Skema pembayaran Uang Kuliah Tunggal (UKT) di Institut Teknologi Bandung (ITB) berbuntut panjang. Mahasiswa protes dengan kebijakan kampus yang menawarkan pembayaran UKT dengan cara dicicil via pinjaman online (pinjol).
Protes dilakukan lantaran pembayaran UKT via pinjol dianggap memberatkan. Padahal banyak mahasiswa ITB yang sedang kesusahan karena memiliki tunggakan UKT dan terancam tidak bisa mengikuti perkuliahan.
Seperti yang dialami Deovie Lentera Hikmatullah (21), mahasiswa Teknik Biomedis STEI ITB. Deovieo termasuk salah satu dari sekian banyak mahasiswa yang mengalami kesulitan finansial saat berkuliah di ITB.
SCROLL TO CONTINUE WITH CONTENT
Saat ditemui di sela-sela aksi unjuk rasa mahasiswa di depan Gedung Rektorat ITB, Senin (29/1/2024), Deovieo mengungkapkan alasannya yang memilih berkuliah di ITB, dengan maksud agar biaya yang dikeluarkan tidak begitu besar mengingat ITB merupakan kampus negeri.
"Dari awal masuk ITB mikirnya ya sudah masuk dulu bayar bisa nanti, ga bakal di DO. Tapi prasangka saya salah, karena walaupun udah apply keringanan, udah jelaskan lewat esai, selalu saja ditolak," ucapnya.
Deovieo mengungkapkan, meski telah dibantu program beasiswa, namun saat ini dia masih memiliki tunggalan sebesar Rp18,75 juta. Dia mengatakan tetap bisa berkuliah setelah mendapat penangguhan pembayaran meski ada hak-haknya yang dibatasi.

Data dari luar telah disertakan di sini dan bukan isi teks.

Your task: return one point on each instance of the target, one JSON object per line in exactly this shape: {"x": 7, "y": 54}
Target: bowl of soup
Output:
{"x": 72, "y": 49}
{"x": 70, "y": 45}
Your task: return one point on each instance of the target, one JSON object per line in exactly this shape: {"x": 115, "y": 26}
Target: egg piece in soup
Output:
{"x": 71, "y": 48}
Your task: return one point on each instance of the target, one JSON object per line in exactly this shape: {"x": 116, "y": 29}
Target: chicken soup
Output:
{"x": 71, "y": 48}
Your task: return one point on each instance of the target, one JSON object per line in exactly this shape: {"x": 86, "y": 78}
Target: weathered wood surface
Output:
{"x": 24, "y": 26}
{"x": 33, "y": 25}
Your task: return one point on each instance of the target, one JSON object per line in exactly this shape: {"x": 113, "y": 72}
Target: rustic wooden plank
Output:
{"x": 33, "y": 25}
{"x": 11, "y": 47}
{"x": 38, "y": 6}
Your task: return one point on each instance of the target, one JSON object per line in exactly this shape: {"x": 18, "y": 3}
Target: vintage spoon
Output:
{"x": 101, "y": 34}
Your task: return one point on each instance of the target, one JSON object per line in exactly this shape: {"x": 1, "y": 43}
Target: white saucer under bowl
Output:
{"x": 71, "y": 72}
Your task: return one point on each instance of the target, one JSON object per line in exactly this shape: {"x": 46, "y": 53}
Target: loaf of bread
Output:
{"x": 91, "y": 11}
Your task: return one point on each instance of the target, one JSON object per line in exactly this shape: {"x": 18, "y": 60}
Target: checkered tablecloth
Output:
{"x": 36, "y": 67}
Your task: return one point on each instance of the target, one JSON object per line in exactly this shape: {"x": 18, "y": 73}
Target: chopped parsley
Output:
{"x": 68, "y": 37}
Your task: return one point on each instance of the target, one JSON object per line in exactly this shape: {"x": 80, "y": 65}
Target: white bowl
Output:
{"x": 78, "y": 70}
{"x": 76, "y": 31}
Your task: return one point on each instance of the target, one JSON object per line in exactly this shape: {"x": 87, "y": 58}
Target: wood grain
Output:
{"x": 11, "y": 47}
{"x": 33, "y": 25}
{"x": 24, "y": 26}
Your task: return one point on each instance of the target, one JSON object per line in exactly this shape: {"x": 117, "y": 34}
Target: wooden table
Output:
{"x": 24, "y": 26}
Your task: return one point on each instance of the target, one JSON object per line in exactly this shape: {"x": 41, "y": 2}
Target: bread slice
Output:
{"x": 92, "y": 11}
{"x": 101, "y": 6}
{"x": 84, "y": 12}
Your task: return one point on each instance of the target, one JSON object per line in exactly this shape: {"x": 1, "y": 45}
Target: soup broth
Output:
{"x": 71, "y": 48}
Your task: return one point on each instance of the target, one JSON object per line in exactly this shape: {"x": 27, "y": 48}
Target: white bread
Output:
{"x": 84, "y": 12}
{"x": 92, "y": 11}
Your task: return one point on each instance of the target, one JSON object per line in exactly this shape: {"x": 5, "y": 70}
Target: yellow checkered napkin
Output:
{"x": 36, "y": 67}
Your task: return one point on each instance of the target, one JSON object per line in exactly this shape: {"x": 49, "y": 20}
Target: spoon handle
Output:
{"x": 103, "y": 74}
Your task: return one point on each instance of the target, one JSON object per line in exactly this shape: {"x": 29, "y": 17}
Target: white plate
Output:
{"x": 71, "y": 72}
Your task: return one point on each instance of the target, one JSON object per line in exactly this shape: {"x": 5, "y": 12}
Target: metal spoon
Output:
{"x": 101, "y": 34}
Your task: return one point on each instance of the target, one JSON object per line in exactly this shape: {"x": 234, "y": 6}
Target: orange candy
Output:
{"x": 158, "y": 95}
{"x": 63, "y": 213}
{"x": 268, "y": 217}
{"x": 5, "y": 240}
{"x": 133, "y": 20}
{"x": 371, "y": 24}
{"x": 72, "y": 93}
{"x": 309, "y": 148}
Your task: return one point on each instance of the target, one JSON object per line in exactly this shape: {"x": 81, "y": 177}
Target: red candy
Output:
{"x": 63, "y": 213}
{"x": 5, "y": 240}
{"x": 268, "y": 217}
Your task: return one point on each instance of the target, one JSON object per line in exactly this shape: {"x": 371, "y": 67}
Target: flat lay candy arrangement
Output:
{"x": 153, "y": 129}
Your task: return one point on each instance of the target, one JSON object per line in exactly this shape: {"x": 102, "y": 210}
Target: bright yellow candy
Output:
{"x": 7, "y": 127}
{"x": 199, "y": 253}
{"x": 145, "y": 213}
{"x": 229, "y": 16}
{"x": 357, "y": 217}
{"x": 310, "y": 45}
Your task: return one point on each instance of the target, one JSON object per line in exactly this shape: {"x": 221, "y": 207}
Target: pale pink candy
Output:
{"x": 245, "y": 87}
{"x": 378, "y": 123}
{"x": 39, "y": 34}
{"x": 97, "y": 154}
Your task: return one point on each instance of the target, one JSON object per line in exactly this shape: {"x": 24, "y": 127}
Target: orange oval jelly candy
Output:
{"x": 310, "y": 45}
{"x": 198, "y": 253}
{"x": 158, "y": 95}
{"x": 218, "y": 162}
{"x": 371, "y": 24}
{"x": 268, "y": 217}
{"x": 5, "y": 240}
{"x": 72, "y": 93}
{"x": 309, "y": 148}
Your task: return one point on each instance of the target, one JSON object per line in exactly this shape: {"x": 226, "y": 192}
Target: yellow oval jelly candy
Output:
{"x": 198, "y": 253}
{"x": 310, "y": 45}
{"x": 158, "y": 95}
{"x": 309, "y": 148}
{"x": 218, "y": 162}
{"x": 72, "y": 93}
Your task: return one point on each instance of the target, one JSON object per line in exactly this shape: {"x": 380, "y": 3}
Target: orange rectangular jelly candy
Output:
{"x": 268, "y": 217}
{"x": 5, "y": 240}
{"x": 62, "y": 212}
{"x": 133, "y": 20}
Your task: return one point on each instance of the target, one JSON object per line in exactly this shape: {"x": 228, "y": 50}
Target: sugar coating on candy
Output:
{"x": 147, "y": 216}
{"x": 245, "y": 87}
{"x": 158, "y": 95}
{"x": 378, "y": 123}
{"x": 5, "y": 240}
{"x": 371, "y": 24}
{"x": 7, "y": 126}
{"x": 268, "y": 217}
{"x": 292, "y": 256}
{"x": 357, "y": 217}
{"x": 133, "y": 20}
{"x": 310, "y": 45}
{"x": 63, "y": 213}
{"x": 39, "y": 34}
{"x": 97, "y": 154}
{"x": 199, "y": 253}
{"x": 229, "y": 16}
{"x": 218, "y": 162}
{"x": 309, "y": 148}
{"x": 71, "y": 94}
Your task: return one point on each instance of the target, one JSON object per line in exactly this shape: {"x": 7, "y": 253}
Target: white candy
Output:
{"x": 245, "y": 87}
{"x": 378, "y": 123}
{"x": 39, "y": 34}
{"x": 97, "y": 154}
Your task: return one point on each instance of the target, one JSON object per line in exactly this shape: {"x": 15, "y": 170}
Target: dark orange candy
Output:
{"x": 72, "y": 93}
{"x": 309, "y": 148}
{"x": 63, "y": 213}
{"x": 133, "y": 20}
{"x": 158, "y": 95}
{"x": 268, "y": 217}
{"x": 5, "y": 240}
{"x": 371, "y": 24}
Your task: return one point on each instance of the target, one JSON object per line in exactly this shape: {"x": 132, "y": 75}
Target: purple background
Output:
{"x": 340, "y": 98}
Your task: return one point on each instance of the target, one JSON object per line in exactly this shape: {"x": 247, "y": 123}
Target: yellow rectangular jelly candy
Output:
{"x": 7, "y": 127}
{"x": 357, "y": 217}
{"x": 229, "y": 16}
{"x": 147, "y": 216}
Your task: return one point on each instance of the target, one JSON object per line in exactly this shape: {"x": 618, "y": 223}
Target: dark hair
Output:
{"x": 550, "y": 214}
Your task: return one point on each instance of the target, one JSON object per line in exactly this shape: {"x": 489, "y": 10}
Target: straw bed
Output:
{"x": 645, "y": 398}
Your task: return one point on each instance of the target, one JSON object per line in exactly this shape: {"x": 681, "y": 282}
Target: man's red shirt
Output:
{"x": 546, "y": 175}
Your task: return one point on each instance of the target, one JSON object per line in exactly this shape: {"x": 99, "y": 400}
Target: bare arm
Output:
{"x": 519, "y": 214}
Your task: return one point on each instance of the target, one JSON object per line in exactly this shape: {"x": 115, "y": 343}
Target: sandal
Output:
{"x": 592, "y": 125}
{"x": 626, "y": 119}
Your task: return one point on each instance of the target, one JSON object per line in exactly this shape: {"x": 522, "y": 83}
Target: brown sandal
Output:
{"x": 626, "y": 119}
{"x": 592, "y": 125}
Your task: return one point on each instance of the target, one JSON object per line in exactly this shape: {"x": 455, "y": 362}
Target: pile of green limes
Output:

"Selama 4 semester belakang ini ada opsi penangguhan, jadi tetap bisa kuliah tapi aksesnya dibatasi sedikit, tapi minimal bisa kuliah. Masuk semester ini opsi penangguhan diganti, saya tidak bisa kuliah lagi," katanya.
"Kalau tunggakan saya tidak dibayar kebetulan tunggakan saya sisa Rp18,75 juta, ini sudah dibantu beasiswa dan sumber lain," imbuhnya.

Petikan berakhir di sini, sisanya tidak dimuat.